Пусть черным будет долото!18 -
когда я это читал и читаю, мою голову и глазные яблоки пронзает боль. Воображаемая боль, и все же. И когда я в тот раз вернулся из больницы домой, то почувствовал себя таким расклеившимся, что мама через некоторое время забрала меня из школы. Я тогда уже ходил в седьмой класс Викмановской гимназии».
На этом месте я спросил: «Улло, не расскажешь ли ты немного о своих школах до того, как ты попал к Викману? И о своей домашней учебе до школы?»
Из моих записных книжек явствует, что Улло рассказал следующее.
Его первыми учителями были мама и барышня фон Розен. Когда они начали его учить на шестом году жизни читать, то выяснилось, что мальчик уже бегло читал как по–эстонски, так и по–немецки. Кстати, эта барышня Розен весьма прилично говорила и по–эстонски, но папа Берендс решил, что ей не следует учить мальчика эстонскому языку, для этого нужно найти эстонца по происхождению. Однако французский язык продолжал оставаться ее прерогативой. Между прочим, эта, по мнению Улло, слишком строгая, суховатая, но не без приятности девица с гладкими рыжеватыми тициановскими волосами, всегда чуть–чуть пахнущая «4711», играла в его формировании весьма существенную роль. Здесь в свою записную книжку я занес историю, связанную с барышней Розен.

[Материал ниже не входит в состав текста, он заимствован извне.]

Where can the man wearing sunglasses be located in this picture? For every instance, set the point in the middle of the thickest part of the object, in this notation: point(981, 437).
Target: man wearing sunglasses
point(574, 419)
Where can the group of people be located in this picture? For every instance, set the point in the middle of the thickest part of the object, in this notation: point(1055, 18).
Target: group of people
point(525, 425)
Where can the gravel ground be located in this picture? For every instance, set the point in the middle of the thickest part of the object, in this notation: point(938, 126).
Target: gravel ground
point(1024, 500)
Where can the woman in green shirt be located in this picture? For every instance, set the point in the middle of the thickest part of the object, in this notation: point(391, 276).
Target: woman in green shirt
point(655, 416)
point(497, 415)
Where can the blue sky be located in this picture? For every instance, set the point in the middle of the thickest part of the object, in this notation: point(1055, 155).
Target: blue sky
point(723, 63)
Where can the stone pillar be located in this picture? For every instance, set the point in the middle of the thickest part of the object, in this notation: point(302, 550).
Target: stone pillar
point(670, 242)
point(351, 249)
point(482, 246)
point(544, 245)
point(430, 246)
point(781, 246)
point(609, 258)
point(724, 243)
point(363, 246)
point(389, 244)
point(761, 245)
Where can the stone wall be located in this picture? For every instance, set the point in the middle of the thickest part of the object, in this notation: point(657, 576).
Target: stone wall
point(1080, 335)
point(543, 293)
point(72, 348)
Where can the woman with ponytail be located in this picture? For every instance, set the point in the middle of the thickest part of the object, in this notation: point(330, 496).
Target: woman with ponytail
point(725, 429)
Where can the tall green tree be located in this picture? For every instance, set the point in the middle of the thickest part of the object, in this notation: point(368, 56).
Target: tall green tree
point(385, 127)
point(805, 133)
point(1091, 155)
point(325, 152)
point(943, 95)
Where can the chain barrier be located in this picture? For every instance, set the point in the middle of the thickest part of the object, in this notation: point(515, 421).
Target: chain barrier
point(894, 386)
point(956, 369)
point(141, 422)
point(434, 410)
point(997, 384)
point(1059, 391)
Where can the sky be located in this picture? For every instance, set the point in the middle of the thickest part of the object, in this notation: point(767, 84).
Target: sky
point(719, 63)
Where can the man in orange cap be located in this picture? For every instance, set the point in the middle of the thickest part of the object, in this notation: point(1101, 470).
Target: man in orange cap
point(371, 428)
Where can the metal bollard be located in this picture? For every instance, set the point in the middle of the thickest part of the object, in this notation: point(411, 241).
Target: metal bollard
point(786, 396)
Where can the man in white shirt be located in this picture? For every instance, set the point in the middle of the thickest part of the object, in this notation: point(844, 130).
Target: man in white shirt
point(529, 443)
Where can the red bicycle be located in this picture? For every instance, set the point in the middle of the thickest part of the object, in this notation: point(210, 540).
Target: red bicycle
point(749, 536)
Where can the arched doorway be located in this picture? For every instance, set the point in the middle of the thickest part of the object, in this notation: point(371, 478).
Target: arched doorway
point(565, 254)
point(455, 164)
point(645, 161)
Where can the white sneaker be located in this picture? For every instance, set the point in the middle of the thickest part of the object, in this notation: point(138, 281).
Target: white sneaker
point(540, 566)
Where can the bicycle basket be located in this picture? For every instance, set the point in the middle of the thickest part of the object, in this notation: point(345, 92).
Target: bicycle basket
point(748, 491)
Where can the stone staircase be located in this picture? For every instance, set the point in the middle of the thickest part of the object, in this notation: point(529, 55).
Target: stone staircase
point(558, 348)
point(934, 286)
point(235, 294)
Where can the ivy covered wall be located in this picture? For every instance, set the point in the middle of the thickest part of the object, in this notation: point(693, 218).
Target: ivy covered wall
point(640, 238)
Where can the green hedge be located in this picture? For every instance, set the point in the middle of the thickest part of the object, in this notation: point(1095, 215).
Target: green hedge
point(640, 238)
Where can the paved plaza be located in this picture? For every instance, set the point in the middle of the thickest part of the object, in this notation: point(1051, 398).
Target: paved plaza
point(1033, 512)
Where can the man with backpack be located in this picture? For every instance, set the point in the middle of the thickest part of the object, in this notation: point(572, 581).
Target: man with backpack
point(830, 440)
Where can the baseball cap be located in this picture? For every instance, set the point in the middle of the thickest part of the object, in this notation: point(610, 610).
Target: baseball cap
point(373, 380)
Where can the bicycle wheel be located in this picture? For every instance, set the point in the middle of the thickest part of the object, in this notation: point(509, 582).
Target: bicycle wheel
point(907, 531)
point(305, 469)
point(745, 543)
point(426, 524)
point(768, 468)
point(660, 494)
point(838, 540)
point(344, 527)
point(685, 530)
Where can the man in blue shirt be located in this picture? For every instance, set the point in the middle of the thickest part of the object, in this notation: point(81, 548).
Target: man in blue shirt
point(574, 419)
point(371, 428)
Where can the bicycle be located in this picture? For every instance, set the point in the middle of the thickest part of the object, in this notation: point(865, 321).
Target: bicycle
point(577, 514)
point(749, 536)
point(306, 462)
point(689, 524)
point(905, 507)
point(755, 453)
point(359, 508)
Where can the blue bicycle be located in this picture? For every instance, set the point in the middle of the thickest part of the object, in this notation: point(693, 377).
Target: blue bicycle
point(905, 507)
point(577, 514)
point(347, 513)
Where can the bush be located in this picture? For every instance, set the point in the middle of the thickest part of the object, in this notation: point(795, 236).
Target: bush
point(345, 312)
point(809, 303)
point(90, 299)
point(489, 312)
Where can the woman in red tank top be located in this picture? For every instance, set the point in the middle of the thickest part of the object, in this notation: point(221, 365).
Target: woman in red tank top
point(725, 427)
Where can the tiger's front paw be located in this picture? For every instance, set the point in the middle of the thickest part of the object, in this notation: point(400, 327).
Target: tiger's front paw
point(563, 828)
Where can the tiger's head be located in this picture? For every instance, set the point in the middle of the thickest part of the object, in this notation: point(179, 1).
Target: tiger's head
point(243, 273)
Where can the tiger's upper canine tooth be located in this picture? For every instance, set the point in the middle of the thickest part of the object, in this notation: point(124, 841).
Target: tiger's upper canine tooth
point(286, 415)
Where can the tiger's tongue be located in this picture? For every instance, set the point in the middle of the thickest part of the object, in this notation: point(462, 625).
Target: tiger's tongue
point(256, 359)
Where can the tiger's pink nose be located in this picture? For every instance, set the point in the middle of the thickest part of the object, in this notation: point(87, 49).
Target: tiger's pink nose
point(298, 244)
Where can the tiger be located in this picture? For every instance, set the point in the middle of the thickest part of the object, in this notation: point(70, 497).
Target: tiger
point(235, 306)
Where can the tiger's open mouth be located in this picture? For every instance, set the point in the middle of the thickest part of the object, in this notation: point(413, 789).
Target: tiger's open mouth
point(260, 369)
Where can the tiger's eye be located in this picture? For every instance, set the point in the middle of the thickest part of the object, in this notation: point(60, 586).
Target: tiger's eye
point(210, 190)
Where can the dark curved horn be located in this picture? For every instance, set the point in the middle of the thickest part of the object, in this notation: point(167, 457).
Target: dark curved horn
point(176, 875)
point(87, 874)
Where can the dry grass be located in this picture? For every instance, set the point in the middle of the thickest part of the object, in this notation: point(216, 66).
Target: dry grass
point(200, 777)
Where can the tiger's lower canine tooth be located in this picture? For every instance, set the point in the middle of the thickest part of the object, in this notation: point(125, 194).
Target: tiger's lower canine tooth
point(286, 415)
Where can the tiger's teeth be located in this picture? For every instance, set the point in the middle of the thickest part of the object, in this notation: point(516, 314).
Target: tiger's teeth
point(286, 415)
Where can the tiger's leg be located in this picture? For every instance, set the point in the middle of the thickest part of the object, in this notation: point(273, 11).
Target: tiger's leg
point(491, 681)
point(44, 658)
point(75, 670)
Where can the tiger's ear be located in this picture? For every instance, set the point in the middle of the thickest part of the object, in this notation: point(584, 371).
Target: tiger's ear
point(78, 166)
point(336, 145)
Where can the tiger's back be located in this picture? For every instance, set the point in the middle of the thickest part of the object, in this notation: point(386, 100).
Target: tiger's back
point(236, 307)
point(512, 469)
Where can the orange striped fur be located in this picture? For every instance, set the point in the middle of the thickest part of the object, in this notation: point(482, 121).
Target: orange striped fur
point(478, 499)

«Должно быть, мне исполнилось четырнадцать. Барышня Розен уже давно мне не преподавала. Потому что я жил с мамой на Тоом — Рюютли в доме Веселера и делал первые шаги в Викмановской гимназии. А барышня Розен преподавала, насколько я помню, в Ганзейской школе историю и французский язык. Мама отправила меня к господину Веселеру, то есть к нашему квартирохозяину (который одновременно являлся моим учителем немецкого языка у Викмана), уплатить долг за квартиру, поскольку мы до прихода первых отцовских денег из–за границы жили впроголодь. Так вот, пошел я к господину Веселеру на его квартиру на улице Айда. И барышня Розен неожиданным для меня образом оказалась в гостях у господина Веселера, так похожего на Хиндрея. По всему было видно, что барышня Розен знает о том, что отец нас бросил. Она спросила как–то вскользь, весьма деликатно, как мы поживаем. Но я догадался, что она знает. И хотел отомстить ей за это знание. Барышня Розен в течение многих лет была очень близким мне человеком — почти что моей эрзац–мамой. Это сделало мою мысль о мщении реальной и саму месть осуществимой. Присутствие же господина Веселера поощряло мое бесстыдство, возможно даже некоторую ревность. Я ответил барышне Розен: «Ах, поживаем более или менее…» — и тут же спросил, под воздействием интереса к эстонской истории и из желания поставить ее в неловкое положение: «Кстати, барышня Розен, я давно хотел у вас спросить, не являетесь ли вы потомком или родственницей Карла Розена, провинциального советника и автора пресловутой декларации?»